ECR 2013 Rec: fMRI in epilepsy #A511 #RC1511
A-511 fMRI in epilepsy
N. Bargalló | Sunday, March 10, 16:00 – 17:30 / Room G/H
Functional MRI (fMRI) is a non-invasive tool that is capable to detect the subtle homodynamic changes produced in regional brain activation. The main fMRI clinical application until now is localization and evaluation of brain eloquent areas in surgical planning of brain pathology. fMRI application in epilepsy patients are language lateralization, memory function assessment and localization of ictal and interictal BOLD changes. There are several factors that can influence the results of a fMRI experiment such as the scan noise for the rest condition, the simplicity of the task performance, the monitoring of the experiment during the exam, how to achieve a real baseline condition and the most important, to use the most specific paradigm that would activate the selected brain areas. In practical approach, one must be aware that sometime fMRI studies are applied in paediatric or impaired cognitive epilepsy population when deciding the language or memory paradigm, and is recommended to use multiple and feasibility tasks to assure the results. fMRI for language lateralization is currently used in the clinical practice and provides comparable results to the intracarotid amobarbital test (IAT).
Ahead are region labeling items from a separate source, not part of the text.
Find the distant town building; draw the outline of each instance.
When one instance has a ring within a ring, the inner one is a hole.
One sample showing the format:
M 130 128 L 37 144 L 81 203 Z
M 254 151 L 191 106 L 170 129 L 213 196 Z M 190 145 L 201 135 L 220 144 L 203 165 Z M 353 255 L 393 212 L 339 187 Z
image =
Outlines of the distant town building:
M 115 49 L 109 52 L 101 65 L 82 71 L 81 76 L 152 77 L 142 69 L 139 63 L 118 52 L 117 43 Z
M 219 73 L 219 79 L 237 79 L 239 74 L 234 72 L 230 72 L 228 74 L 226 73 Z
In fMRI studies for memory function assessment, results show changes in epileptic patients, but further studies are required to validate this technique to an individual level. A new application is ictal or interictal fMRI with EEG recorded that provide more detailed information about simultaneously electrographic and homodynamic changes in the seizure process, with encouraging results for epileptogenic area localization and propagation patterns.